While some kinds of filtering might make sense in a public school setting, or in the children's room of the public library, it is not, nor do I believe it ever will be, an appropriate tool for adult Internet workstations.

But more to the point, even the suggestion of its mandated use by the federal government (at least, if the library wishes to get any federal funding, including telecommunications discounts) is tantamount to an invasion of privacy. This bill sets up librarians as the arbiters of appropriate inquiry. Adults must now ask PERMISSION from government employees to look up things that are, in themselves, perfectly legal.

This is monumentally dim legislation, betraying not only a profound lack of understanding of the limits of technology, but also, at base, directly attacking the mission of the public library. Class of 2000, consider this a post-graduate exercise. And welcome to the profession.

Wednesday, January 3, 2001

January 3, 2001 - Reflections on Gil Whitman

I have to admit that I’m a city boy, raised in a mid-size Midwest place of streets, tall trees, and lots of blue collar jobs.

Most of the time, I don’t think about that background. But when I get together with a bunch of Douglas County ranchers, I definitely feel citified, the sort of guy you wouldn’t want with you when there was trouble on the ranch.

I'm a reasonably good librarian, but the last time I was asked to do the simple task of closing a barbed wire fence, I locked myself in the pasture. Embarrassing.

I felt that lack of background again when I attended the funeral of Gil Whitman, a man I knew and deeply respected.
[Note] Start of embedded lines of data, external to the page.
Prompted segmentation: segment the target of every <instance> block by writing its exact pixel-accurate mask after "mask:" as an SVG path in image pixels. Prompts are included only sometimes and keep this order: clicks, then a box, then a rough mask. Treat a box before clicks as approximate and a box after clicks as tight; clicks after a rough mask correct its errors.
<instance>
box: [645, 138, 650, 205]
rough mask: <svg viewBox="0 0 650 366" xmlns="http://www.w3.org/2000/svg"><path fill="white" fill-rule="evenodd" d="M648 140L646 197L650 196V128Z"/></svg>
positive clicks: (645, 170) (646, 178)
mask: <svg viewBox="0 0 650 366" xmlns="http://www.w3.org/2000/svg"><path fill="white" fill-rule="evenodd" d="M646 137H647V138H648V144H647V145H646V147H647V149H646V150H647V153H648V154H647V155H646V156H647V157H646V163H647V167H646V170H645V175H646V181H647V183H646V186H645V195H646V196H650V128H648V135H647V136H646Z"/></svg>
Many of the longtime Douglas County ranchers were there, and I cannot imagine a harder working, plainer spoken, more civic-spirited group of people anywhere.

But I came away with an insight about the non-ranching side of his life. A former County Commissioner (1972-80) -- and a Democrat at that -- Gil was the sort of man who gave politics a good name.

Some years ago, I served as an election judge with his vivacious and fascinating wife, Cecile. She regaled us for hours with stories about Douglas County's near history. I remember her saying that for awhile, I believe when Gil was Commissioner, people actually used the Whitman's barn as a voting place.

In the fractious turmoil surrounding our recent Presidential election, I find it even more amazing that nobody ever thought there was anything the least bit fishy about holding elections on the private property of a sitting Commissioner. Why not? Because it was Gil Whitman, who integrity was so obvious, so immediately apparent just by meeting the man, whose fairness was so well-known, that the question never came up.

I got to visit Gil's ranch before he moved into town. He had rescued a good many abandoned county records from the courthouse after the fire, priceless archives that have now, thanks to his action and foresight, been restored to the public record. (He also had some of the most amazing machines in his barn!) I liked him.

We need more people like Gil Whitman. We need people who are willing to give thoughtfully of their time and experience to the public institutions that help define our community. As Gil Whitman served the school board, the county, and the Douglas County Fair board, we need a new generation of residents to step forward and invest themselves in the civic infrastructure of the county. They may follow his footsteps with the school district or county. They may serve on the Library Board of Trustees. They may give their time to some of the host of advisory committees serving the county or various towns.

But on thing is certain: they'll have a tough act to follow.